AFTER knocking down nearly all the internal walls in their Fremantle house, arty couple Richard and Yoshiko Gunning were inspired to create works that reflected the light flooding through their home.
Drawing on Yoshiko’s Japanese heritage, they divided the space with screens and were captivated by the reflections and soft, diffuse colours.
The end result was Luminous Pursuit, a collection of paintings and works that provide an intimate and at times voyeuristic glimpse into the couple’s life.
“I have always painted my immediate surrounds so the domestic space is a natural subject,” Richard says.
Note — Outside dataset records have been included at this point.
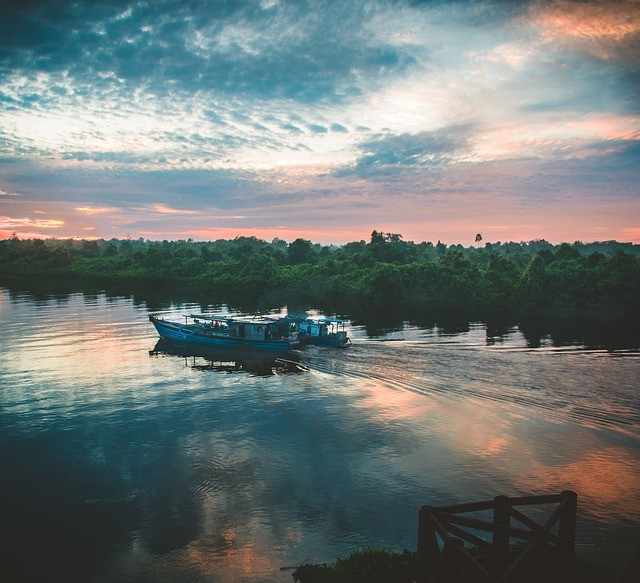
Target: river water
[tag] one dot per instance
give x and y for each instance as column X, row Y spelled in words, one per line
column 121, row 462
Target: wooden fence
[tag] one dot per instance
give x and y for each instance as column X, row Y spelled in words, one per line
column 442, row 532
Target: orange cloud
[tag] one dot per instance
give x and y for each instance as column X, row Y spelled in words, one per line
column 10, row 223
column 597, row 27
column 89, row 210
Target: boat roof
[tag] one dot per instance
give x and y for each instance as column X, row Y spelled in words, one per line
column 232, row 319
column 317, row 319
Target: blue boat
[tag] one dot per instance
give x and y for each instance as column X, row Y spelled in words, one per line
column 322, row 331
column 222, row 331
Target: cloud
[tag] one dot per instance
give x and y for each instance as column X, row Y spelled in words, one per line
column 88, row 210
column 270, row 112
column 27, row 223
column 393, row 153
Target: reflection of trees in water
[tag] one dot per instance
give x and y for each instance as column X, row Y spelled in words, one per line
column 557, row 326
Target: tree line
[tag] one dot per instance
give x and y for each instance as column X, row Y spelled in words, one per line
column 602, row 275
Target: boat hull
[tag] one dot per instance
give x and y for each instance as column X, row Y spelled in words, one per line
column 181, row 333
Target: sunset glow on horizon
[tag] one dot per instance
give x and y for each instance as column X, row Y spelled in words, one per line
column 435, row 120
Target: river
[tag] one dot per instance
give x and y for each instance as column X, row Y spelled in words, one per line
column 124, row 463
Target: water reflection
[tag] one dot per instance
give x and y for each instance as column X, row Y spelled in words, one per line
column 156, row 471
column 230, row 361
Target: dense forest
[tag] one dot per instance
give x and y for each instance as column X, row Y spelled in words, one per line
column 537, row 273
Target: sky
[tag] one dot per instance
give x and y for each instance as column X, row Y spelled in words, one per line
column 437, row 120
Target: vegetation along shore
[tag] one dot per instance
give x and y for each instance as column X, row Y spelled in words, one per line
column 602, row 275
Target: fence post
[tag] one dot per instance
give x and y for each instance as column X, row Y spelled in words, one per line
column 500, row 543
column 567, row 524
column 451, row 561
column 428, row 549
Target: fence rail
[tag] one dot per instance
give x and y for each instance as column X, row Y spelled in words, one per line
column 443, row 558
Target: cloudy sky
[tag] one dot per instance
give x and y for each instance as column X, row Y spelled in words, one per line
column 170, row 119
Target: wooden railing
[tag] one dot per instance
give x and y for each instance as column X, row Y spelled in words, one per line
column 443, row 531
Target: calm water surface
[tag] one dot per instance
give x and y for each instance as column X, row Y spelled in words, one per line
column 121, row 463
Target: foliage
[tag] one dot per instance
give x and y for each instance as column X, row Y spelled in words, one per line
column 364, row 566
column 388, row 268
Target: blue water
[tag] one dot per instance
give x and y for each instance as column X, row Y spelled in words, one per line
column 119, row 463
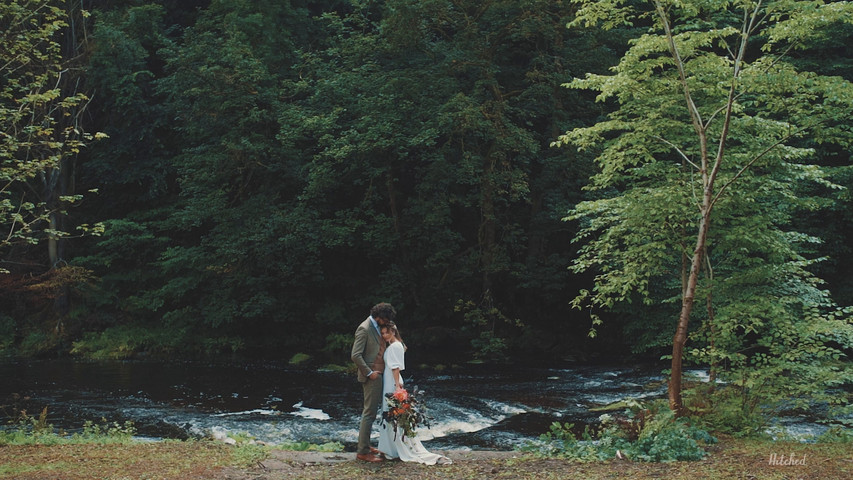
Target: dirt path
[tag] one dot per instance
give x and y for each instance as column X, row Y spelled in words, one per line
column 320, row 465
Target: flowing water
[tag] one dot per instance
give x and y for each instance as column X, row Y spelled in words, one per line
column 476, row 407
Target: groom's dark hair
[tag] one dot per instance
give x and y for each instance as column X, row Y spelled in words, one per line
column 383, row 310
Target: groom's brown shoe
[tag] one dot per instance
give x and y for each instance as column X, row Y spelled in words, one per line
column 369, row 457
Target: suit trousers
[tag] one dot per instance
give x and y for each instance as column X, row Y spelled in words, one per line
column 372, row 400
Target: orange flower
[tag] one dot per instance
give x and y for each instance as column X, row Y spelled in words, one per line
column 401, row 395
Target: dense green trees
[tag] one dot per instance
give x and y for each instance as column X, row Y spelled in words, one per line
column 702, row 169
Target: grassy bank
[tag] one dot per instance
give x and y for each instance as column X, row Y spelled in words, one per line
column 730, row 458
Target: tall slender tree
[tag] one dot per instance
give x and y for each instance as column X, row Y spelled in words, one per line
column 710, row 112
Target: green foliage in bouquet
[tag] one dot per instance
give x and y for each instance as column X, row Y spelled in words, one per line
column 405, row 412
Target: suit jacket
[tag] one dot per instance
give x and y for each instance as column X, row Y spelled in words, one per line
column 365, row 349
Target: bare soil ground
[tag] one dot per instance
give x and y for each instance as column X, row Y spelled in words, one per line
column 729, row 459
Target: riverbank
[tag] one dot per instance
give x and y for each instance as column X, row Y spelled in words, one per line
column 731, row 458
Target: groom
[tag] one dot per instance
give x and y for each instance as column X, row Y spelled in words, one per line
column 367, row 351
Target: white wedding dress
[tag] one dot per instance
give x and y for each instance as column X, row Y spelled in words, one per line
column 406, row 449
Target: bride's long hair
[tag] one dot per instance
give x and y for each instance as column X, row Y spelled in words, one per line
column 396, row 331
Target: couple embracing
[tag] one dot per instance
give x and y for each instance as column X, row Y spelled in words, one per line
column 378, row 352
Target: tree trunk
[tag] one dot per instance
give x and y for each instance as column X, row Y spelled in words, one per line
column 680, row 338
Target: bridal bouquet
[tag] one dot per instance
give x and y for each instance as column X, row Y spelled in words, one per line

“I see this as also connecting to a longer painting tradition of artists who celebrate the domestic and every day such as Chardin, Matisse and Bonnard.
“The screens and reflections lend themselves to interesting compositional ideas for paintings.”
Intimate doesn’t always mean small, and one of the most striking pieces in the exhibition is a 1.8 x 2.4m room divider on which Richard painted someone making a meal in the kitchen and Yoshiko doing her hair in the bedroom.
It’s a cute snapshot of domestic life – like your peeping through the keyhole – and the angled dividers create a mysterious depth, almost like reality is bending back on itself.
“Fortunately Yoshiko and I currently have a studio at the Fremantle Arts Centre as part of the artist in residence program,” Richard says.
“This has allowed us to work on a much more ambitious scale; I for example have painted a screen room divider and Yoshiko has created her light installation there.”
After graduating with a BA in Fine Art from WAIT (now Curtin University) in 1981, Richard went on to become a big name in the WA art scene in the 1980s and 1990s, renowned for his figurative paintings.
He has works in all of the major collections in WA including the Art Gallery of Western Australia, Fremantle Art Collection, UWA, the Westfarmers Collection and the Holmes a Court Collection.
In recent years Richard has concentrated more on teaching fine art in places like Fremantle Arts Centre and Curtin University, but Luminous Pursuit has got his creative juices flowing again.
“I have reduced my work load to allow myself more time to paint, hopefully this should mean that I shall exhibit on a more regular basis than I have in the past several years or so,” he says.
Yoshiko, a visual artist known for her pastel self-portraits and interior works, has recently got into floristry, which is reflected in her delicate and wispy pieces for the exhibition.
“I have always been attracted to the beauty of flowers and grew up in a culture that placed high importance on them and their presentation,” she says.
“I recently studied floristry and work in that industry. It seemed a natural progression to combine my visual art practice which has been concerned with composition and light, and floristry. Flowers for me are emblems of the beauty that can be found in the natural world.”
Luminous Pursuit is at Nyisztor Studio at 391 Canning Highway in Melville from October 30 – November 14.